As commander, I got to go to all the ceremonies, of course, chat with governors and various potentates. But the real heroes were my military and volunteer crew. They never flinched from danger or complained of fatigue. This was particularly evident among our Navy crew, almost a third of whom were of Filipino origin. During the Philippines phase, they felt like they were coming home, making a difference. Many times, I saw them reach in their pocket and give money to the children or their parents.
We saw leprosy and malaria and kidney stones extracted the size of pears. There were tumors grown so large it took our surgeons Herculean efforts to remove. They had not seen such advanced cases before. Mostly, we saw that if you didn’t have money, you didn’t get care, no matter where you were.

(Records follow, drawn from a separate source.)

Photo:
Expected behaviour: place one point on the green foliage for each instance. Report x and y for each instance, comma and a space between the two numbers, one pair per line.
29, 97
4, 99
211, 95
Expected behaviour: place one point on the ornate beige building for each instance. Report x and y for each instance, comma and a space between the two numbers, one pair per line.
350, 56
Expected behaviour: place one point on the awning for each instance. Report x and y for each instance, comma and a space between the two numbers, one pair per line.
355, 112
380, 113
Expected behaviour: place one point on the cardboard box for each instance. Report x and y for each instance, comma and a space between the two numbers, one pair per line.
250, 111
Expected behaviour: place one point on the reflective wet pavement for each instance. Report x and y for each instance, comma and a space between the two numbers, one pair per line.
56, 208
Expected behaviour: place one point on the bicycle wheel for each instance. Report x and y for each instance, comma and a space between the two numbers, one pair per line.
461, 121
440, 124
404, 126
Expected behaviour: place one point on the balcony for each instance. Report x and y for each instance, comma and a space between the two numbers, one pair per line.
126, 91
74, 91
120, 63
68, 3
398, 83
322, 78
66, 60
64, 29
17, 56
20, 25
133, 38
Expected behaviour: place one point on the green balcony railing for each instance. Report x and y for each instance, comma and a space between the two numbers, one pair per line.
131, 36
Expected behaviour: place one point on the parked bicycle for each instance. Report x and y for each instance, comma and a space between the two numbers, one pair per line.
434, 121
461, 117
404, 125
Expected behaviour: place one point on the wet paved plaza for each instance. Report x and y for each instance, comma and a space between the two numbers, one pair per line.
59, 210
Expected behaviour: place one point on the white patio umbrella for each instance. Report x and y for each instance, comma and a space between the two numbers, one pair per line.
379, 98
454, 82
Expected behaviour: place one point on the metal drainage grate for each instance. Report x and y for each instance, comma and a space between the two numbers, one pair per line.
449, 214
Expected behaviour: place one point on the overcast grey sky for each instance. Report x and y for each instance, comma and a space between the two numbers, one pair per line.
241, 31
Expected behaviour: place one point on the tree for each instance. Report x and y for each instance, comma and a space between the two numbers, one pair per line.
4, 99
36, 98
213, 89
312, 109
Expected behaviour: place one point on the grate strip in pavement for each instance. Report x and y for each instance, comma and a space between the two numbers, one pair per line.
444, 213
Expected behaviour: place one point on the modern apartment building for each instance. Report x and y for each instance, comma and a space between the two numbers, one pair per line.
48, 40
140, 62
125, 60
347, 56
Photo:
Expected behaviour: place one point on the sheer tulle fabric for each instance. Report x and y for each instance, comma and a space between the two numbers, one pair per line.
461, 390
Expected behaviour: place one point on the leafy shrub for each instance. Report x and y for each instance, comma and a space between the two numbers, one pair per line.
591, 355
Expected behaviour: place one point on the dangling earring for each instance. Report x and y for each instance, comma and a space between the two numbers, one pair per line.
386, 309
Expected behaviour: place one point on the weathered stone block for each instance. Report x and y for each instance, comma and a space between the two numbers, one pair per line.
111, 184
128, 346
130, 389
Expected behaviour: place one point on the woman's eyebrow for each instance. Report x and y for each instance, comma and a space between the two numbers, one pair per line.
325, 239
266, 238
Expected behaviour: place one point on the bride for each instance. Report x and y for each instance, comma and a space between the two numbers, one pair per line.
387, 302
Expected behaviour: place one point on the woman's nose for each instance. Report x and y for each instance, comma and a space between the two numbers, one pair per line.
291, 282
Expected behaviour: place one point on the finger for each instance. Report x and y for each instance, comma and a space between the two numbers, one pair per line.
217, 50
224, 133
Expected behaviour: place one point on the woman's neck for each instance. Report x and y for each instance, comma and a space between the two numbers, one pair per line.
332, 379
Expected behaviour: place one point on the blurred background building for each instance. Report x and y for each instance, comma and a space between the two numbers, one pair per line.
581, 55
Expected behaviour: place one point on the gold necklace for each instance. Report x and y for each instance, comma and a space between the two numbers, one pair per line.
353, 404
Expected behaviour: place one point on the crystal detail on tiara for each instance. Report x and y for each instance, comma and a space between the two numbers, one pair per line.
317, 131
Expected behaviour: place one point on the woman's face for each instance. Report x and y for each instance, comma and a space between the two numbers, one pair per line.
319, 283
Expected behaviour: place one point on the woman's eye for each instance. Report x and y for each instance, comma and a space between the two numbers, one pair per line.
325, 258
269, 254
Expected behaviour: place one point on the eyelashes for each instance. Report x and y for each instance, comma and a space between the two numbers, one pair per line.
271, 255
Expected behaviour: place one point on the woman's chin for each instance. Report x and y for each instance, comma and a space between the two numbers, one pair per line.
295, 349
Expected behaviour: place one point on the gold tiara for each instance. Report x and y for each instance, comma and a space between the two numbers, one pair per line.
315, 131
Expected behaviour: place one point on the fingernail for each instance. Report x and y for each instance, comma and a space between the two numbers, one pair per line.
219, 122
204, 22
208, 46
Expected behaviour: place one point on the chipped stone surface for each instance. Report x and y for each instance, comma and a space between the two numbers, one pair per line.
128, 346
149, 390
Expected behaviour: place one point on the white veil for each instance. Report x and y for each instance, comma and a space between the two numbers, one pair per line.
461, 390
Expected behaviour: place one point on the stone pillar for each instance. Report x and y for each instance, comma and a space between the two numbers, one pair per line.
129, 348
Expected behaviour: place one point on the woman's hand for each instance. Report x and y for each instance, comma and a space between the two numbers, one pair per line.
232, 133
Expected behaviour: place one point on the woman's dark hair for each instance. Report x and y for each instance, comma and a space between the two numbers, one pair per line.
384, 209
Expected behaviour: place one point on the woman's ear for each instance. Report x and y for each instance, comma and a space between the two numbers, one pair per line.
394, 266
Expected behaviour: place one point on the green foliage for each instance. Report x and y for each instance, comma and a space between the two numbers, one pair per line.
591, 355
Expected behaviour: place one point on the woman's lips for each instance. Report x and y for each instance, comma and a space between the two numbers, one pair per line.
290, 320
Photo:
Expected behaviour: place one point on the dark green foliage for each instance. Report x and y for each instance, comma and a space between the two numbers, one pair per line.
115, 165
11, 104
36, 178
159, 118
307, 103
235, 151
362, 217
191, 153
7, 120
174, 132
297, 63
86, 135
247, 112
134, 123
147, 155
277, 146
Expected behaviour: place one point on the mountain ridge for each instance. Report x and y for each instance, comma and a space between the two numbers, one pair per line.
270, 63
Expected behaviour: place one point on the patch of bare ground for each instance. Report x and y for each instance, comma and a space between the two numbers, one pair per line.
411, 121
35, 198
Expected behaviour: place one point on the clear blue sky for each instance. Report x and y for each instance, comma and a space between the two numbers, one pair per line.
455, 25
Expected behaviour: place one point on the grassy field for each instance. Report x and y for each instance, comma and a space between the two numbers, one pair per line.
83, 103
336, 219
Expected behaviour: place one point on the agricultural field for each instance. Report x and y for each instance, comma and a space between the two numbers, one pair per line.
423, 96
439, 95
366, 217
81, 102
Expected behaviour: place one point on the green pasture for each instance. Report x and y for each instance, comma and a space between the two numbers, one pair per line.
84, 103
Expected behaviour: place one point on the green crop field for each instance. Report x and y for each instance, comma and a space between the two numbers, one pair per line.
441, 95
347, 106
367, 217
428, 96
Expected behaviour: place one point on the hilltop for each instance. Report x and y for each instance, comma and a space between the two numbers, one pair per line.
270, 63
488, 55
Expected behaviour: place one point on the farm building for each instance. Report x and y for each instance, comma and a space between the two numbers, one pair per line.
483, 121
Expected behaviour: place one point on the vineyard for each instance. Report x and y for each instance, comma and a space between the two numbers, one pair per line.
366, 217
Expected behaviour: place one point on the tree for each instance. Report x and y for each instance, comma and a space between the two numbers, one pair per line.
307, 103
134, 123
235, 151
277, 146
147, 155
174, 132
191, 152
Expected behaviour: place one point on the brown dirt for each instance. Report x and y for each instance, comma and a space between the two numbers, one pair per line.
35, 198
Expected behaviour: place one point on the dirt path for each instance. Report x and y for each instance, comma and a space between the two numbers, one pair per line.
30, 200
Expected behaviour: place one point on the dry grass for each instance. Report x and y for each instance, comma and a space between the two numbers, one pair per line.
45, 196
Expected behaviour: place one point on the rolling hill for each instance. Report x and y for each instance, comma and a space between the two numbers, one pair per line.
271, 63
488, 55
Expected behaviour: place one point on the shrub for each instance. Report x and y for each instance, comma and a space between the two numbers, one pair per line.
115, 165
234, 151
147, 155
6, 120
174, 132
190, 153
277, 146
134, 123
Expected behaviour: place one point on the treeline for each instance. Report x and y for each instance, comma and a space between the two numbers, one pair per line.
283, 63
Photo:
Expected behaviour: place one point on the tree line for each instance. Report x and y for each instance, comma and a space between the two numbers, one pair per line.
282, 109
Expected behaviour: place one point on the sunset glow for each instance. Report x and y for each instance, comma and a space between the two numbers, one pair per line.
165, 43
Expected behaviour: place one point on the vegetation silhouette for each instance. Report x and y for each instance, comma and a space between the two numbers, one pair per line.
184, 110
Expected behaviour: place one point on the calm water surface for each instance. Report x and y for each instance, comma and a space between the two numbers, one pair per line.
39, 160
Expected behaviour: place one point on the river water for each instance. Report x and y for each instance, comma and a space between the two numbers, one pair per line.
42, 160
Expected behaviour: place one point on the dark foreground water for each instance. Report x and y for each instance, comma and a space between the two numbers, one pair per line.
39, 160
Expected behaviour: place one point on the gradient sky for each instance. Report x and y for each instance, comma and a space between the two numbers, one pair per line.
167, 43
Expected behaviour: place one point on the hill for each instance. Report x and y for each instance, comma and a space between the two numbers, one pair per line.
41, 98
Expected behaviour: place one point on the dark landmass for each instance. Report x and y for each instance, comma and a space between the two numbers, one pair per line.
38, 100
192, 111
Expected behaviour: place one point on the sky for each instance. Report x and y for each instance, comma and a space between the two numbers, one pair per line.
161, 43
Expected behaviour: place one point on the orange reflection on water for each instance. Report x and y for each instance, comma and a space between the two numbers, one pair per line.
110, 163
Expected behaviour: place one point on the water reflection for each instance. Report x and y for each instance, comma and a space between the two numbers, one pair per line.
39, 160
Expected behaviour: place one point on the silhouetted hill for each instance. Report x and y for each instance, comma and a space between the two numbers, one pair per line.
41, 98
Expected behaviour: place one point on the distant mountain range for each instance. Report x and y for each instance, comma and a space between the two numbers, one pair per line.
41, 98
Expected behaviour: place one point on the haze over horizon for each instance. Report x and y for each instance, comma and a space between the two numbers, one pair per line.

Banda Aceh was an emotional reunion for many of the crew who had been with the ship during the tsunami relief the previous year. We saw that so much rebuilding had occurred but that so much more remained to do. Then it was on to Simeulue and Nias, scene of the earthquake devastation that followed hard on the heels of the tsunami to which Mercy, bound for home in 2005, was asked to return. Simeulue, a poor island, provided us with the most unique gift. The Bupati, or village leader, said that he didn’t have a tangible gift for us; instead, he gave us the “gift” of three sick patients as a token of his trust. We didn’t disappoint him.
We disembarked our last volunteers and medical Navy crew in Darwin, Australia. Later, the organization Terror Free Tomorrow did a survey in the countries we had visited. Pro-American feeling was strong and had changed. As a result, the Navy is planning other missions this summer—to South America, with our sister ship the Comfort, and back to Southeast Asia with the USS Peleliu.